The household had ceased to be surprised at the survivors’ increasing numbers, concluding that on this runaway evening they could not be expected to keep count.
‘They’re like flies,’ said Myrtle furiously, as she carried in more chairs, banging them down and glaring at the whole ungrateful hoard. She ushered half of them along the corridor to the morning room and persuaded the other half to stay in the study.
They snatched the chairs from her with powerful fingers. They sat about the place preparing to feed, their eyes following Myrtle with glinting brightness as they waited, breathless, for their meal.
Emerald, Patience, Ernest, John and Clovis, all in their evening clothes, all together, stared about the kitchen at the piles of half-prepared food.
Florence would have cried if she had been any younger or less disciplined, but she had not cried for years. Sometimes she felt all her tears – of grief and joy – had been shed for Theodore, and her eyes were dry in their sockets, moving slowly towards that oft-contemplated, dusty death. She imagined little sacks that should be filled with lapping tears, hanging shrivelled between her eyeballs and her brain. But yes, if she had had the tears, she would have cried now at all her hard work being squandered in this low crisis. She did not want to be seen in her kitchen – not like this.
She felt as if she were a grand clock with its back hanging open; the face was mother of pearl, diamonds and gold hands, but inside the casing there were only grimy little cogs and wheels to examine. Can it be this, that had seemed so marvellous? Just these springs? Just these tiny screws? She hung her head.

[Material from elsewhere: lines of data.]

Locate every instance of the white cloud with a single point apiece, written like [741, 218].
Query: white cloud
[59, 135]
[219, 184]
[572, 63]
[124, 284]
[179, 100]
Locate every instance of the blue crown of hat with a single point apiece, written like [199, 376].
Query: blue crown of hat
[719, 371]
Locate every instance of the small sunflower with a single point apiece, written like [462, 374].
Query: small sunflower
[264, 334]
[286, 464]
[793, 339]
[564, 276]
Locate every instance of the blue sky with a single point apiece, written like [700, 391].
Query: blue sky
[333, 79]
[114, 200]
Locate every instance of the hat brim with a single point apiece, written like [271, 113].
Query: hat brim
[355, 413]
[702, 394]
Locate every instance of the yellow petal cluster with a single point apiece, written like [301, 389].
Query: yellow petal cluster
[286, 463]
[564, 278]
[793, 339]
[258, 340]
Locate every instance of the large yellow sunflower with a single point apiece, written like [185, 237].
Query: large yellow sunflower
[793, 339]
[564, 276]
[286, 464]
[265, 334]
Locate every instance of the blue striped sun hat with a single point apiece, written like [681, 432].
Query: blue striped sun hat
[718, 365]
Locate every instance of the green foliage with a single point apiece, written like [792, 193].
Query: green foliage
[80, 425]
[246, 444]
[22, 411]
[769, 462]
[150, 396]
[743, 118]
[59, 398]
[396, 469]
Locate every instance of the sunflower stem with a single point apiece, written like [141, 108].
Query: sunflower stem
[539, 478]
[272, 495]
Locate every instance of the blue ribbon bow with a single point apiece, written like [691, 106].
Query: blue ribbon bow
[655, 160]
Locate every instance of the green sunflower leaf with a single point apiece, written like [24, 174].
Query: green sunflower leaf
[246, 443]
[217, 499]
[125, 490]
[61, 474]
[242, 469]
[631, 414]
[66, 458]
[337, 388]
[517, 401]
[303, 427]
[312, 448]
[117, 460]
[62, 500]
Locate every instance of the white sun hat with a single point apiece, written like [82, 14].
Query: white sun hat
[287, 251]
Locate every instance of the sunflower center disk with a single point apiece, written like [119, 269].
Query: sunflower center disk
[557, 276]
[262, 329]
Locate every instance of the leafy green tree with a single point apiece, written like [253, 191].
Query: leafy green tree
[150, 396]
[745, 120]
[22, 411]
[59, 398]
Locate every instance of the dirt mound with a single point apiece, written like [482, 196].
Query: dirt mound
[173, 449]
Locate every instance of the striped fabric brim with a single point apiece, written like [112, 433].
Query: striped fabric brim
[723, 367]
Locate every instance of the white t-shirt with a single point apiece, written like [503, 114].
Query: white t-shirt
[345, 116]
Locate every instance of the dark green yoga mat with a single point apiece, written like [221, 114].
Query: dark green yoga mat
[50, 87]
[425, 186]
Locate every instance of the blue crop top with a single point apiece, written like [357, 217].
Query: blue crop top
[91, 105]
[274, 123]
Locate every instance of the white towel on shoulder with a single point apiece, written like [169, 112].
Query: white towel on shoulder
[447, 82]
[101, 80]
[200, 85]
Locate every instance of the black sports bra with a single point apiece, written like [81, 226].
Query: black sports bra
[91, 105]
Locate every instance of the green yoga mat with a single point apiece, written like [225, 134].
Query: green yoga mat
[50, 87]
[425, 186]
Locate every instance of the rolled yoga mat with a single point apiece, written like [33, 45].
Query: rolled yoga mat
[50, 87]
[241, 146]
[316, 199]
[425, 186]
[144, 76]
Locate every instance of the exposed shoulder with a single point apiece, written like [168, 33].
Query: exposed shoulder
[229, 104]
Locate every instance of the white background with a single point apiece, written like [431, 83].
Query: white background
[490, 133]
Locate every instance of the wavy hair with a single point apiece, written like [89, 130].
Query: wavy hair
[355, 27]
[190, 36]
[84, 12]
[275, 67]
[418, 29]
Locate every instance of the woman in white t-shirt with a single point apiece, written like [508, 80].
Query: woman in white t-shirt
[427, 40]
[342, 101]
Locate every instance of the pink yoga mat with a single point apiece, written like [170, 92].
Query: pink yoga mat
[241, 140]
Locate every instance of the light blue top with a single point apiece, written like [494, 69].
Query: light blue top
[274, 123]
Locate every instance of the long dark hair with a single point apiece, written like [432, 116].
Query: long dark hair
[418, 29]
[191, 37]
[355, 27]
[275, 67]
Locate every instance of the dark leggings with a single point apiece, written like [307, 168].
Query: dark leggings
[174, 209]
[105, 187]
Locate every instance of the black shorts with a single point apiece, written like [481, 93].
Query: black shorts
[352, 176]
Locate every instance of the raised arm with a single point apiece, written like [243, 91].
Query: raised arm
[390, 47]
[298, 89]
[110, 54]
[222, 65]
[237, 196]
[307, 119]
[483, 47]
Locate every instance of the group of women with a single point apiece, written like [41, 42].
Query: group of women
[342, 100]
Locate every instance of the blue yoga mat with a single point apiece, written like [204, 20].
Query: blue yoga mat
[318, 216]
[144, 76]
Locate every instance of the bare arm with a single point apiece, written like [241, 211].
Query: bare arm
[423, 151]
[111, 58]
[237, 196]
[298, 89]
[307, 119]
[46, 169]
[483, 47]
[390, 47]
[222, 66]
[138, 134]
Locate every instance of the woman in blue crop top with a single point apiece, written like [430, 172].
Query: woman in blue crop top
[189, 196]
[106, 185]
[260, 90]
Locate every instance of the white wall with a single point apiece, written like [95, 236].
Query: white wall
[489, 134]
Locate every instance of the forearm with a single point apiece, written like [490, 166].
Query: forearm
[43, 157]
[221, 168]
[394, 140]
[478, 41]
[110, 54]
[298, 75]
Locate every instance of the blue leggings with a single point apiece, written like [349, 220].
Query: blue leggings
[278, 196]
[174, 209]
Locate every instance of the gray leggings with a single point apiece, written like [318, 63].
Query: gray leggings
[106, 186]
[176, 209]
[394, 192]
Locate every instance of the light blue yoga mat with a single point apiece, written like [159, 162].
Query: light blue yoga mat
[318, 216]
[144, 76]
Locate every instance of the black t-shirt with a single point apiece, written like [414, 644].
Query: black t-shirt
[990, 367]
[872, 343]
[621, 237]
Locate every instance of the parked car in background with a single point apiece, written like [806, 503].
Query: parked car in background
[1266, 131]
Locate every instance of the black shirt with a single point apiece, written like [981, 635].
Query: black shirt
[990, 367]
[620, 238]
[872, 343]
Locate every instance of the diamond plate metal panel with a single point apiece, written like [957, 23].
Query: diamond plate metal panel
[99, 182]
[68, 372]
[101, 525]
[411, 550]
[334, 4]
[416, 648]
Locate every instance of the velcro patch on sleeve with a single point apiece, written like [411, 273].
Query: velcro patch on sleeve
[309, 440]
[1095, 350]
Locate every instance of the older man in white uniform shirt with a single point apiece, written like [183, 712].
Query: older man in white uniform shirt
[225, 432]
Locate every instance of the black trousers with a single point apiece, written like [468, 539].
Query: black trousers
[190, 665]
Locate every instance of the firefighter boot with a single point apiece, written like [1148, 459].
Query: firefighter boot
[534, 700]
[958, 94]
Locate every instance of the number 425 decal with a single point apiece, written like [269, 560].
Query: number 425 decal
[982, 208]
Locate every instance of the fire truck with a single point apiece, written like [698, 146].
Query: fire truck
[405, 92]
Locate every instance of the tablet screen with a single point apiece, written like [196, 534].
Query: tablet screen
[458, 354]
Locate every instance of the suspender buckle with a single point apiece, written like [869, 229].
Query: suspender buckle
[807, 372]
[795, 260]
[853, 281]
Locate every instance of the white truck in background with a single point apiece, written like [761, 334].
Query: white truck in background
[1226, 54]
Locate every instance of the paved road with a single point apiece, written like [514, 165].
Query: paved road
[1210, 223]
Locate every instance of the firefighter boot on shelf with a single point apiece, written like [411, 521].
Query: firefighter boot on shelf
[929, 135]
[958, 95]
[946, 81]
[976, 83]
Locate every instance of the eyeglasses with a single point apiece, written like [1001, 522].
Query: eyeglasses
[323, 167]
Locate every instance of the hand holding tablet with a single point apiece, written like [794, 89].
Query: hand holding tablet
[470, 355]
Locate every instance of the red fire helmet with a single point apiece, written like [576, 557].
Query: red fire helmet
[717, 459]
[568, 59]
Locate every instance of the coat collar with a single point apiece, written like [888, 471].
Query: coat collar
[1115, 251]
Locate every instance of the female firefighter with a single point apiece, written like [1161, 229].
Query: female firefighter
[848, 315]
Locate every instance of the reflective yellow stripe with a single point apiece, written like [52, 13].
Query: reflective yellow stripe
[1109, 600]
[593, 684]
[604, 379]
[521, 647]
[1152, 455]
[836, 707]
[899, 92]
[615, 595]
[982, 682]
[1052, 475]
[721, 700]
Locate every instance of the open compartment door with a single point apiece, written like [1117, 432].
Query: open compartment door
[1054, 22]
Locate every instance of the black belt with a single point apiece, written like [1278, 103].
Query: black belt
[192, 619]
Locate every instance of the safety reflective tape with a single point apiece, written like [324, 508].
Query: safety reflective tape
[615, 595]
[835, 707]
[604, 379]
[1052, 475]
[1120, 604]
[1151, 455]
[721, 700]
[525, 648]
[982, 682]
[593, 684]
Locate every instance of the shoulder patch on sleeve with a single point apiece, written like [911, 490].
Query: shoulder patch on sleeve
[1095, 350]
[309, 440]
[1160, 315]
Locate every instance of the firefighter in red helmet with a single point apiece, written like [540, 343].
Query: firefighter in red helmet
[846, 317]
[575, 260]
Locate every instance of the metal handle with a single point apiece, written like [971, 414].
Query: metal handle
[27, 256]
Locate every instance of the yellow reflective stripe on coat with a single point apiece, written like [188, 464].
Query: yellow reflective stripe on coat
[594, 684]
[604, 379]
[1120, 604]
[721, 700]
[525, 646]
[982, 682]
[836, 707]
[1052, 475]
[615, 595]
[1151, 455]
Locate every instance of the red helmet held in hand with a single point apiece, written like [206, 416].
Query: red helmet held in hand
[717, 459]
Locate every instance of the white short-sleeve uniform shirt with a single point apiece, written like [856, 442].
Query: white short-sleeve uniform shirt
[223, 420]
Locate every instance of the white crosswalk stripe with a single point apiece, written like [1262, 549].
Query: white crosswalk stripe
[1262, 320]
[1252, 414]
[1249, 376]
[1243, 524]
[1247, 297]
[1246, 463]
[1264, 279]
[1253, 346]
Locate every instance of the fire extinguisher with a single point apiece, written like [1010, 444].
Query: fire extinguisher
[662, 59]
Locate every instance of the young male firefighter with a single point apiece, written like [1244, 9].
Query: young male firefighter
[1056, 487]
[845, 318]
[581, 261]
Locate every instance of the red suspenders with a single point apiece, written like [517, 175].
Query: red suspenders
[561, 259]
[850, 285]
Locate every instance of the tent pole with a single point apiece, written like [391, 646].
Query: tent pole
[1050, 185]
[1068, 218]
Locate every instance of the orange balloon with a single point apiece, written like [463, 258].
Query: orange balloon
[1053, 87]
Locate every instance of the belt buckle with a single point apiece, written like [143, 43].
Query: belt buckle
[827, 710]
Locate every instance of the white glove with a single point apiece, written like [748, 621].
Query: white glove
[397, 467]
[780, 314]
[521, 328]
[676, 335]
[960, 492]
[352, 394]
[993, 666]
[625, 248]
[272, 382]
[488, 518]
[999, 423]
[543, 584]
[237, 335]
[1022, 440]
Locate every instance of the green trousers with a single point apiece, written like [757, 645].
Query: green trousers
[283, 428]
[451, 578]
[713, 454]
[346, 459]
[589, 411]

‘Aprons, please,’ said Emerald brightly, taking strange delight in flying in the face of her mother’s wishes. Assorted plates were piled, wobbling and ready to receive. The helpers stood poised to serve. Florence, brandishing a big knife, loomed over the dishes, the weapon held firmly and aloft, but she made several passes before eventually gritting her teeth and plunging the blade through first the pastry of the Boeuf en Croute, then the Fricasseed rabbit, the fowl pudding… Her massacre was comprehensive but her portions necessarily meagre. What had been a feast for eight was a virtual famine for thirty or more. Had there really been so many before?